Nectarine jam is so, so good. WAY better than strawberry jam, and easier to make, as the pectin content is higher in nectarines than strawberries (the thing that helps it set - I didn't know that six months ago either).

If not jam, then smoothies: 

Two peeled nectarines, hearty dollop of vanilla yoghurt, about a cup of milk. Blend.

Or baked nectarines:



Tyson did one tray simply adding cinnamon or vanilla sugar to each half fruit and baking uncovered for around 20 minutes (pictured). He did a second tray as follows: 

Line well-greased baking tray with baking paper. Halve the nectarines, drizzle a little brandy on each half, then sprinkle sugar on each. Put a small lump of butter on each. Pour about 100ml water into the bottom of the pan. Cover with alfoil or a baking tray and bake for 20min in a 200°C oven. Take the cover off and sprinkle a little more sugar on each, then back into the oven for 10min to finish.

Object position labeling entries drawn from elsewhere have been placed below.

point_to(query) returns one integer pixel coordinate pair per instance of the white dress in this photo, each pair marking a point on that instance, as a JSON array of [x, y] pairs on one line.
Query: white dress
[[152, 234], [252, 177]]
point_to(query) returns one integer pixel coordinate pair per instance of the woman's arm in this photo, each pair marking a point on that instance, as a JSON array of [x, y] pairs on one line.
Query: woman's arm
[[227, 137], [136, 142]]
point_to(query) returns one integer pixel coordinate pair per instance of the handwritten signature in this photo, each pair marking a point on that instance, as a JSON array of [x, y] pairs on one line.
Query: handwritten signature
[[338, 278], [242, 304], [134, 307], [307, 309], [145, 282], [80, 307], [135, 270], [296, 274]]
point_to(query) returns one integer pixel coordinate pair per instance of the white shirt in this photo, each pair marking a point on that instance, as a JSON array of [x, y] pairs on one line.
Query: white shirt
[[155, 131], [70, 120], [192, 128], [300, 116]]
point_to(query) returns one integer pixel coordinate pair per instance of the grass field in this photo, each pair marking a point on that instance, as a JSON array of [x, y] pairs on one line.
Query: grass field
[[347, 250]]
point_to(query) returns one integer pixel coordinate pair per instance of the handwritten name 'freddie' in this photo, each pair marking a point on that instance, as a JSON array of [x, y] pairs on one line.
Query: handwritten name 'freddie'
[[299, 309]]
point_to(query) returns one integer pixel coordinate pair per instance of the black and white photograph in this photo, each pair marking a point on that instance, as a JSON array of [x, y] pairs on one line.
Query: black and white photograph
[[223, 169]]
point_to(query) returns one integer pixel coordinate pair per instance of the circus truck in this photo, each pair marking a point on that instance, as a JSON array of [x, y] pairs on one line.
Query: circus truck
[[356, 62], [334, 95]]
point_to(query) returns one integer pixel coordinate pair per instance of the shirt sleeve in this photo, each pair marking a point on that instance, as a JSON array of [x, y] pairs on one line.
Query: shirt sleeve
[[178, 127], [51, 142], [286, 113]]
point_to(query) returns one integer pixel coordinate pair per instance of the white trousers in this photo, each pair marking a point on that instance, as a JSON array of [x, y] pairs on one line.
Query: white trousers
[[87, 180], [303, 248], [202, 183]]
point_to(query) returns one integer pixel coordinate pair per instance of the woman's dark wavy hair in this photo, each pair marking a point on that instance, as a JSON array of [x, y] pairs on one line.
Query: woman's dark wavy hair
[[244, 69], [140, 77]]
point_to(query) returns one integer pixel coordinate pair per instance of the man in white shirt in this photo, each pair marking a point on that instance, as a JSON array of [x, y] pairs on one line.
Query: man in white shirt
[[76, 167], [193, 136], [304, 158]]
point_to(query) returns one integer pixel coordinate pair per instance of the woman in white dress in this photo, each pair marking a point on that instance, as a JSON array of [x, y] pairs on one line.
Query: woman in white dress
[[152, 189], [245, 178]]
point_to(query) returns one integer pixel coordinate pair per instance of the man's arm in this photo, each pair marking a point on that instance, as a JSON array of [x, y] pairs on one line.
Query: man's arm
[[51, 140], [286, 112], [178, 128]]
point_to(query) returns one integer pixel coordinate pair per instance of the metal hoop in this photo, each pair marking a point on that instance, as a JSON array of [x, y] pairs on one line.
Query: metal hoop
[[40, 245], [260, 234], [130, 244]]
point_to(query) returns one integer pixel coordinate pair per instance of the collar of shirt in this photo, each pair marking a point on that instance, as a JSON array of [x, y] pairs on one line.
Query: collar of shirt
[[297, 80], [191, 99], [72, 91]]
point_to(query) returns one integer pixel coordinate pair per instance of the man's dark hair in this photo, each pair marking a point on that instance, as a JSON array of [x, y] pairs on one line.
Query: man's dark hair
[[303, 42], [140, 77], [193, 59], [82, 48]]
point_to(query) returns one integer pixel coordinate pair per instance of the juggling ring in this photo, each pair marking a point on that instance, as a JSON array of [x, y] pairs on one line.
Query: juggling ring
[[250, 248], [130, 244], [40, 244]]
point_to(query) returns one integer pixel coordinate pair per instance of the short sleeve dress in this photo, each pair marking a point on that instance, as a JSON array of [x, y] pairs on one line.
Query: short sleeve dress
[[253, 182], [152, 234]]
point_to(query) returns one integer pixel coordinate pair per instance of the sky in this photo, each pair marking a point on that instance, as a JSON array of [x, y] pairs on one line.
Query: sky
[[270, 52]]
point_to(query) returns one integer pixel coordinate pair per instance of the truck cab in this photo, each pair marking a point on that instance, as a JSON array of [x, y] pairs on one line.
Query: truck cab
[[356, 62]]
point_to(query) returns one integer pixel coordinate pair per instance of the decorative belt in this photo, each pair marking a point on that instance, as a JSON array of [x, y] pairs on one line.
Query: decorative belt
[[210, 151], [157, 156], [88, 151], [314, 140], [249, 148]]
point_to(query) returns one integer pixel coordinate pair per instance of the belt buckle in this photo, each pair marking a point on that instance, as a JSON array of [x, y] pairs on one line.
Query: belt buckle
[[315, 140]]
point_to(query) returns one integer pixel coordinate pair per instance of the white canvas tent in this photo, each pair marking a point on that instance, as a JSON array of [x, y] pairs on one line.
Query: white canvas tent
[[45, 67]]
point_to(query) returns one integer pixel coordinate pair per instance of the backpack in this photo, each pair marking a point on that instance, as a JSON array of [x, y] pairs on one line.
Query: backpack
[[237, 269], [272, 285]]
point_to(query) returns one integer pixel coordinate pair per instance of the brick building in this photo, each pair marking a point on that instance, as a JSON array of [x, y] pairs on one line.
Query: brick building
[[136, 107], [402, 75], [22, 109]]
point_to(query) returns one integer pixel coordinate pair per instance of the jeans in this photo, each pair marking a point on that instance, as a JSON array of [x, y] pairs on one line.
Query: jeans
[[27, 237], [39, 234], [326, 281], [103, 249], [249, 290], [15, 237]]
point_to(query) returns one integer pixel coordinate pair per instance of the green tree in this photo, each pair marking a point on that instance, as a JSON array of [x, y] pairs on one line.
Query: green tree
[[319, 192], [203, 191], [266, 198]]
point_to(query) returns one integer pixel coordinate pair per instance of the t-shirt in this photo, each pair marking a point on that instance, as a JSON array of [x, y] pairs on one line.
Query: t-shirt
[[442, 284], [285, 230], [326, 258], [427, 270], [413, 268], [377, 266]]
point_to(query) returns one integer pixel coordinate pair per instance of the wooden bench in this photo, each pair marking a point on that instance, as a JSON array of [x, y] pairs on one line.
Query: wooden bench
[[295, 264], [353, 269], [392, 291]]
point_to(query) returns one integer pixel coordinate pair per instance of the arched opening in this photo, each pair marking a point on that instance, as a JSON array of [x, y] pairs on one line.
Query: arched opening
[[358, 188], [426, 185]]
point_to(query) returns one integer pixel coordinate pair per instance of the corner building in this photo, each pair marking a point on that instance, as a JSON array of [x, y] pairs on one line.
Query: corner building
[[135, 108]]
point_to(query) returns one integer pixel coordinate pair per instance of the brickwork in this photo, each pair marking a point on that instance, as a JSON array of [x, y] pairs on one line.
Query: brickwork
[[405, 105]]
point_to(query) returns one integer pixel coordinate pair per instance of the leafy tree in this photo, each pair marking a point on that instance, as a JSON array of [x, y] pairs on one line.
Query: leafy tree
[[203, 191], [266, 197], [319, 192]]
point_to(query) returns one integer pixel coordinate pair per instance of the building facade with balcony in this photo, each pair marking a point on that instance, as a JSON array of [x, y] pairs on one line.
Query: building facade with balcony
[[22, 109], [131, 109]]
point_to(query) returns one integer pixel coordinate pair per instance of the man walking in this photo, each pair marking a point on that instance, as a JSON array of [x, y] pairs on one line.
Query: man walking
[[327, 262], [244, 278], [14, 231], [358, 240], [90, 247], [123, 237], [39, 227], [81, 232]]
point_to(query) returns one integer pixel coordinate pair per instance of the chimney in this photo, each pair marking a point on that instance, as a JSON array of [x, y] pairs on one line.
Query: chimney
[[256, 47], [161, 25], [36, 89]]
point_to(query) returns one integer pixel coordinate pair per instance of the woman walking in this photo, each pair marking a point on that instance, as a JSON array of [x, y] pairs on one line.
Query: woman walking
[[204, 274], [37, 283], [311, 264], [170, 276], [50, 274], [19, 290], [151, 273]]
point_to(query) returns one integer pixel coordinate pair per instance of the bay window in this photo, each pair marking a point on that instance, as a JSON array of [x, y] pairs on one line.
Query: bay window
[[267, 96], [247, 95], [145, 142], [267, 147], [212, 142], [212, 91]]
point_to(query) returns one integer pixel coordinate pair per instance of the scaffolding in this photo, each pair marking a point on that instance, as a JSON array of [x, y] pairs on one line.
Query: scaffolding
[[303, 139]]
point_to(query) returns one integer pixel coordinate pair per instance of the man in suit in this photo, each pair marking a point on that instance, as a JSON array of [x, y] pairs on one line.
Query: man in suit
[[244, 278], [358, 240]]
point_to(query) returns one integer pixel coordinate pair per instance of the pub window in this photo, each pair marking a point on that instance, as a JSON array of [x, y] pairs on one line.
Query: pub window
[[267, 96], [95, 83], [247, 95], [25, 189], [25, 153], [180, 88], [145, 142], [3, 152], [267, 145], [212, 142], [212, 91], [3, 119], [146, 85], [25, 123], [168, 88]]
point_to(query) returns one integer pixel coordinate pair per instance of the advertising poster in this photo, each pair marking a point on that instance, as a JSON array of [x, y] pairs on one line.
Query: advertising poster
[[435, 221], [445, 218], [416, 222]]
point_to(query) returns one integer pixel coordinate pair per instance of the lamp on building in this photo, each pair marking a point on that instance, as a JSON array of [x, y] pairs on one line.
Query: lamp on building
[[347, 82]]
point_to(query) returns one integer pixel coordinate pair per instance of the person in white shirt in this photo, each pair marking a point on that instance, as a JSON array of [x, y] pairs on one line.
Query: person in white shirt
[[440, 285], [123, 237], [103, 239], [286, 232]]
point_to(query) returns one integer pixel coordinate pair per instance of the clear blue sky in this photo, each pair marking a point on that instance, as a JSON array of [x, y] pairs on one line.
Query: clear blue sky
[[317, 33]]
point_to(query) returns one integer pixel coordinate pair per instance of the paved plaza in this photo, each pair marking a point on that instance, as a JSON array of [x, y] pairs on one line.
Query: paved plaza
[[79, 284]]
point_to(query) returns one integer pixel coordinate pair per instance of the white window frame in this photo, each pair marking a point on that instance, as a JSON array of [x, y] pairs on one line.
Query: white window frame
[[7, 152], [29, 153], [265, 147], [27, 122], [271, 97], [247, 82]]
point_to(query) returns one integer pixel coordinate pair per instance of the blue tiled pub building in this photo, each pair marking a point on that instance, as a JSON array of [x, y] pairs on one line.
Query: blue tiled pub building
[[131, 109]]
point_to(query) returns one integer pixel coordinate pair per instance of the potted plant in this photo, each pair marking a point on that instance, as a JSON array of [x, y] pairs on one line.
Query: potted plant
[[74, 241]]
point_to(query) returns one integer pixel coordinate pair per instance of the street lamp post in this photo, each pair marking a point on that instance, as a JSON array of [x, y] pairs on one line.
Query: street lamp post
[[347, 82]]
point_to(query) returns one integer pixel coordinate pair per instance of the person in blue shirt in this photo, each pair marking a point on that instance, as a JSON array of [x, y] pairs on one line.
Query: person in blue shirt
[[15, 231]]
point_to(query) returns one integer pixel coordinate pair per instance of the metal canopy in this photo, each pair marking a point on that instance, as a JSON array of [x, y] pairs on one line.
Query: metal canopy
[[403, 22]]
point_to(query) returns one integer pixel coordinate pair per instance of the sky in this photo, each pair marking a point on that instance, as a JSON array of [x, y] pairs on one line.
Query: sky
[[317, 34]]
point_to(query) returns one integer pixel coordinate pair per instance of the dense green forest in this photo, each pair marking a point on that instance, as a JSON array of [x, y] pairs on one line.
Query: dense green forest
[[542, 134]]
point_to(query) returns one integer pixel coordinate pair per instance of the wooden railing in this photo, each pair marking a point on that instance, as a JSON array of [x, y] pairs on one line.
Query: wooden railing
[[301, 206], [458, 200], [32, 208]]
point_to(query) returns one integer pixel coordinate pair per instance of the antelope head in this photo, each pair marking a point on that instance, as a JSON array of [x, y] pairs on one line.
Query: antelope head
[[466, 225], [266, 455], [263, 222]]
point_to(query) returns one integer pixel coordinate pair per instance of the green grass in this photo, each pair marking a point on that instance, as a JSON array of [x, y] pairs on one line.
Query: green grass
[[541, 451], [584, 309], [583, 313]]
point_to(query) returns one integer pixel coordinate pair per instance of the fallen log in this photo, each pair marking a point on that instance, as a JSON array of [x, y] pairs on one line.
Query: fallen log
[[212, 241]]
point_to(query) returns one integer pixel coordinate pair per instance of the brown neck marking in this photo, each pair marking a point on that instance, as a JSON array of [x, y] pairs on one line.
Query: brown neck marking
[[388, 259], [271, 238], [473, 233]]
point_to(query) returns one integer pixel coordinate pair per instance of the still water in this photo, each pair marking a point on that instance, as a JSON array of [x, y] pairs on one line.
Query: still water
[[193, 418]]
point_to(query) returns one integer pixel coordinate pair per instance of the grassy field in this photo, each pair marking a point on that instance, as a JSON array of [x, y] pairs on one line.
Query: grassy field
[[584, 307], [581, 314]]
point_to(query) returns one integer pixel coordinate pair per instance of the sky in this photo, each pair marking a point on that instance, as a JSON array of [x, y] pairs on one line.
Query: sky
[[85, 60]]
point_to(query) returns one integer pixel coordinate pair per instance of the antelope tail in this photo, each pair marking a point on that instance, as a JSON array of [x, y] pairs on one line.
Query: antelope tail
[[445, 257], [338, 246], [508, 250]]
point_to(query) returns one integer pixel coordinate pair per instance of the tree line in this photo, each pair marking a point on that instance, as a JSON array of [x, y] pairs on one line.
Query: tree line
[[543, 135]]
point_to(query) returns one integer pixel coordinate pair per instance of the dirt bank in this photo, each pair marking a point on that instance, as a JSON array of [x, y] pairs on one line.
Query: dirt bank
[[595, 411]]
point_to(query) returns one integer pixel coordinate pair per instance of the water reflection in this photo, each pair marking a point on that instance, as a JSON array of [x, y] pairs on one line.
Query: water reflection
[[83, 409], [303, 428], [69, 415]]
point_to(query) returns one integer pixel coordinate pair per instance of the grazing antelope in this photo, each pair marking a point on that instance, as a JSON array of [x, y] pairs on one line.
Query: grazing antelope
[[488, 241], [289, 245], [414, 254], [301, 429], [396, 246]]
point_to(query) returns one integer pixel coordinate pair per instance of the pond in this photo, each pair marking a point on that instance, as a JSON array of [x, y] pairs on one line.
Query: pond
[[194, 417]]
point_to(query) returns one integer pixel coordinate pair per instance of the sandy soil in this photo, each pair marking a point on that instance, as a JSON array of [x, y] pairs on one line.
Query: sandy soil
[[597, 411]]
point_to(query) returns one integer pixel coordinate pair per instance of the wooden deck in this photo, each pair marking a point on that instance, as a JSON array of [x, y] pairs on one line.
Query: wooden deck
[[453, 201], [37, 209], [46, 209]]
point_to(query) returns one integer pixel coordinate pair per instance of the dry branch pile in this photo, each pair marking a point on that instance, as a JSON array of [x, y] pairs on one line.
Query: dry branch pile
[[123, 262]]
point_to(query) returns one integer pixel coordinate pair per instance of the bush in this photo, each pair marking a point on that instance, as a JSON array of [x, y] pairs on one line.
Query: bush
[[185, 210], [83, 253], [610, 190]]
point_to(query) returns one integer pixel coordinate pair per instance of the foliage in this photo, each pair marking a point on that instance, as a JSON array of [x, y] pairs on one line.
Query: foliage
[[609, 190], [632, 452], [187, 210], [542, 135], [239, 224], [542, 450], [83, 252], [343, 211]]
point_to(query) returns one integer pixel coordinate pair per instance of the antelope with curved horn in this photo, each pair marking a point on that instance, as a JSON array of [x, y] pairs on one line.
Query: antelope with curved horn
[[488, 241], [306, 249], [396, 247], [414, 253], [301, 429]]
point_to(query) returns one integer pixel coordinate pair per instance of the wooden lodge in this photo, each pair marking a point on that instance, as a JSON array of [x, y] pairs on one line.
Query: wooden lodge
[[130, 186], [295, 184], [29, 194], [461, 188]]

The brandied ones came out softer than the cinnamon ones - more of a stewed than baked finish.

Or just eat them. Many of the 'slightly damaged' nectarines in our box were much more delicious than the 'perfect' ones usually available.


They ran out by Thursday, so I can assure you we had no trouble putting away the whole box.

Market day today: Nectarines $5 a tray. Our tray weighed in at just short of 7kg. So the week of the nectarines is extending into a fortnight... at least...

Initial Time: Clare: five minutes to make a smoothie. Tyson: three hours for jam; about 20 minutes for baked nectarines. I love being married to a man who likes to cook...

Initial Cost: $10 (and now another $5 for week two)

Ongoing time or cost commitment: zero - in fact, a cost saving as we won't be buying jam any time soon. Or possibly ever again, if we keep up the bulk fruit jamming a couple of times a year.

Impact: As when I wrote about using bulk strawberries (jam and pulp) and freezing plums, this is more about shifting my thinking than having a large impact as a single action. Still, we have managed again to use local fruit in season and make a small reduction in the food miles and packaging required to source our food.